Japan’s veteran lawmaker Kono urges BOJ to raise rates

By Leika Kihara

TOKYO (Reuters) -Japan must balance its budget and push the central bank to raise interest rates to alleviate concern over the country’s finances, Taro Kono, touted as a candidate to become the next prime minister, said on Wednesday.

Kono also criticised former Prime Minister Shinzo Abe’s “Abenomics” reflationist policies, saying the country needs to shift to policies that focus more on structural reforms and cuts to government expenditure.

The remarks by Kono, a former minister in charge of digitalisation, pit him against Sanae Takaichi, another candidate vying for the premiership, who has advocated in favour of big spending and loose monetary policy.

“The size of the budget has been growing and growing, so it’s time for us to say we really need to balance the budget,” cut unnecessary expenditure and streamline the social security system, Kono told a news briefing at the Foreign Correspondents’ Club of Japan.

Political calls to cut taxes and boost payouts would also increase the budget deficit, a concern that has heightened volatility in the bond market, he said.
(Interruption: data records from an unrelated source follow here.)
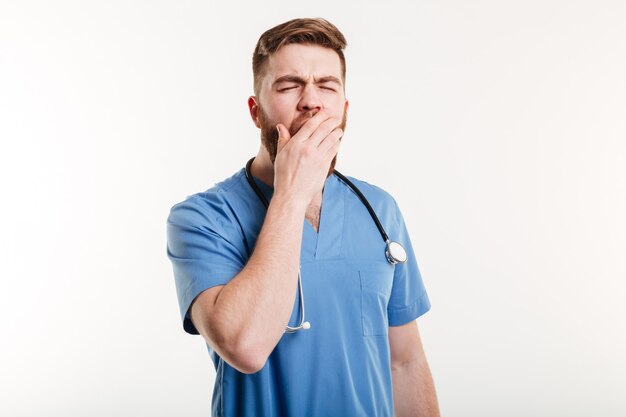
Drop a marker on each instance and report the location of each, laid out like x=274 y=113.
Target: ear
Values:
x=253 y=107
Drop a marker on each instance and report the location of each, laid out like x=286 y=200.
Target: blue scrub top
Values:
x=341 y=365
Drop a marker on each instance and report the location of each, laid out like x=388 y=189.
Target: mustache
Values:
x=300 y=121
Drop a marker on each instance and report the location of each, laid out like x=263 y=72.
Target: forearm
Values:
x=252 y=310
x=413 y=390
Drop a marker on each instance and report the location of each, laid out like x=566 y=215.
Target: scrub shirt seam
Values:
x=419 y=300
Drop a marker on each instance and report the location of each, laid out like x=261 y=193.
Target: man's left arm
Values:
x=413 y=387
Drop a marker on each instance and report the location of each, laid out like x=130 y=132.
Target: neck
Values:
x=262 y=167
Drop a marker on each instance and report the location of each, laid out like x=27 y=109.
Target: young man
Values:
x=237 y=263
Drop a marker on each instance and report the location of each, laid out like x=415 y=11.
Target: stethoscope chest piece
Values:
x=395 y=253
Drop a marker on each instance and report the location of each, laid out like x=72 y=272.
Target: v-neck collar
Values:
x=326 y=242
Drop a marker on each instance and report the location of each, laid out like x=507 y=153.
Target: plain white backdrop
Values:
x=499 y=127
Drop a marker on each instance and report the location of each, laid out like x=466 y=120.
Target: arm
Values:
x=413 y=387
x=245 y=319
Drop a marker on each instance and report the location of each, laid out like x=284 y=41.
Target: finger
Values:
x=330 y=140
x=332 y=151
x=307 y=129
x=324 y=130
x=283 y=137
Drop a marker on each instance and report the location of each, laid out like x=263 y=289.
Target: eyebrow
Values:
x=299 y=80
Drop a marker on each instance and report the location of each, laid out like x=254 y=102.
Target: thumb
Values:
x=283 y=136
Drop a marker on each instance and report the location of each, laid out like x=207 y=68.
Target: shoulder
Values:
x=215 y=207
x=376 y=195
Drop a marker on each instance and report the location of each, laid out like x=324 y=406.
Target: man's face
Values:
x=299 y=81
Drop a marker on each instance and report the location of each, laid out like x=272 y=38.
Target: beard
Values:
x=269 y=133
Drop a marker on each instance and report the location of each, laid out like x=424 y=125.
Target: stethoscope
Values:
x=394 y=252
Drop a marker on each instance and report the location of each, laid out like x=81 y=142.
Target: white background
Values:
x=499 y=127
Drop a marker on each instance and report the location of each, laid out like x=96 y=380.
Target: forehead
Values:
x=303 y=60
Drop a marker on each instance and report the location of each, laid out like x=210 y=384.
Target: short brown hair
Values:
x=307 y=31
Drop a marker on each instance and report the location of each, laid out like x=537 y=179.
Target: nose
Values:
x=310 y=99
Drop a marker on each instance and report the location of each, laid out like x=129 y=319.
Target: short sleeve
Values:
x=202 y=247
x=409 y=299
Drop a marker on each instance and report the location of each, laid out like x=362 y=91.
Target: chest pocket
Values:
x=375 y=292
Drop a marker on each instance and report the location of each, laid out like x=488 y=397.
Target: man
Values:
x=237 y=263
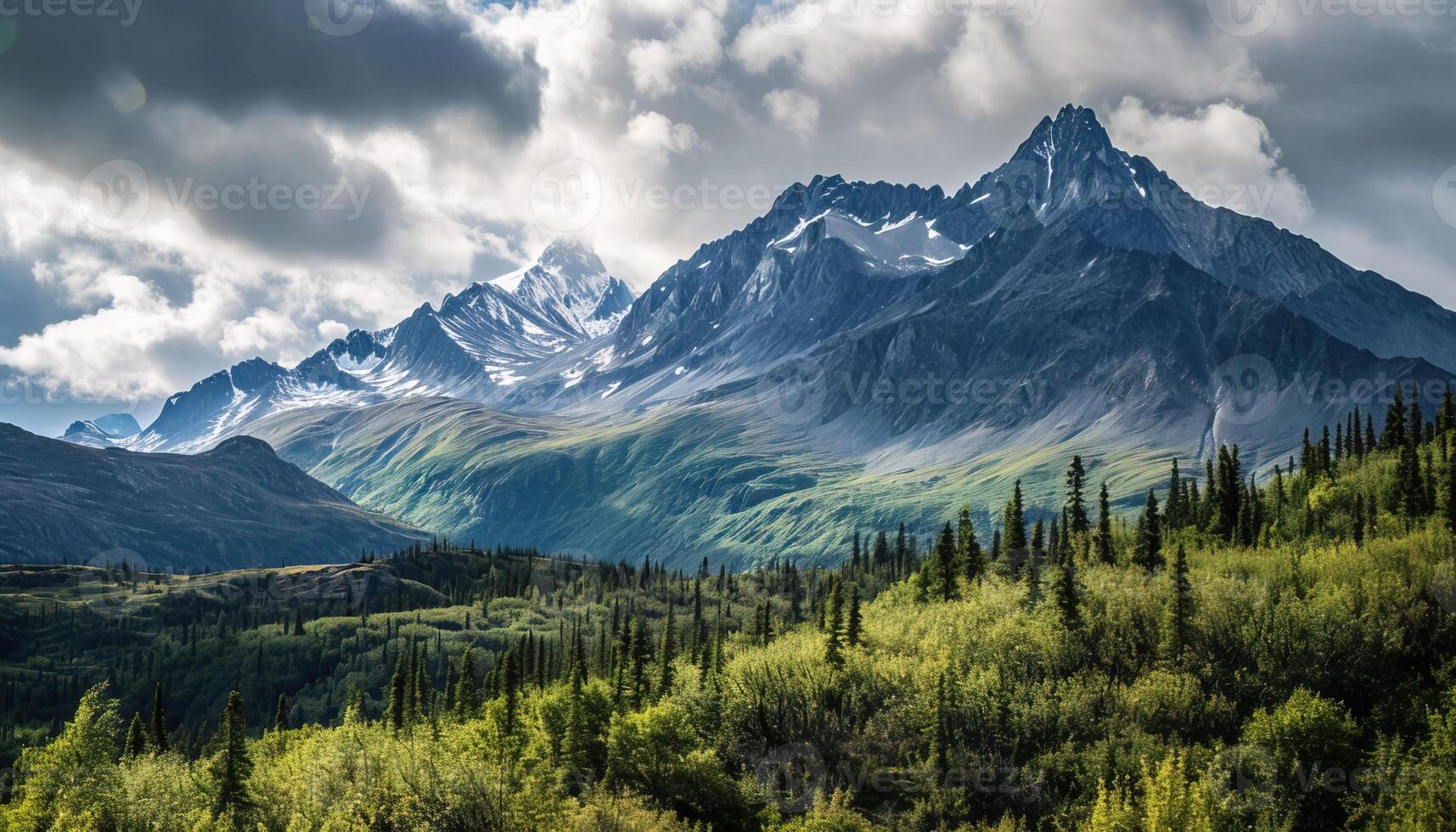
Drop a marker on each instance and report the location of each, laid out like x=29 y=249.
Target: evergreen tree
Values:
x=639 y=655
x=969 y=548
x=1069 y=593
x=1394 y=435
x=1231 y=492
x=1174 y=512
x=1450 y=496
x=281 y=713
x=398 y=693
x=1014 y=522
x=1358 y=520
x=1149 y=548
x=1077 y=498
x=664 y=675
x=835 y=622
x=232 y=767
x=941 y=736
x=1032 y=577
x=510 y=691
x=1183 y=600
x=159 y=720
x=136 y=738
x=941 y=567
“That’s why I’ve been saying the government needs to ask the Bank of Japan to raise interest rates and in return, the government will streamline expenditure and try to balance the budget,” he said.

Kono, a veteran lawmaker who has also served as foreign minister, ran unsuccessfully in the ruling Liberal Democratic Party’s (LDP) leadership race last year where incumbent premier Shigeru Ishiba won.

The LDP’s huge loss in last month’s upper house election has led to growing calls from within the party for Ishiba to step down, and to hold another race to choose a new leader.

Kono’s hawkish fiscal stance makes him an outlier in Japan’s current political circle, where most ruling and opposition party lawmakers favour boosting spending to support a fragile economy.

Kono said Abenomics – a policy introduced by deceased former premier Abe in 2013 that combines massive monetary stimulus, flexible fiscal spending and a growth strategy – focused too much on reflating the economy.

With the economy out of deflation and experiencing rising inflation, Japan needs a new economic policy that puts more emphasis on structural reform, he said.

“There are still people in LDP, mostly former members of the Abe faction … who still don’t want to say the age of Abenomics is over,” Kono said. “I think they are wrong. We definitely need to bring in structural change.”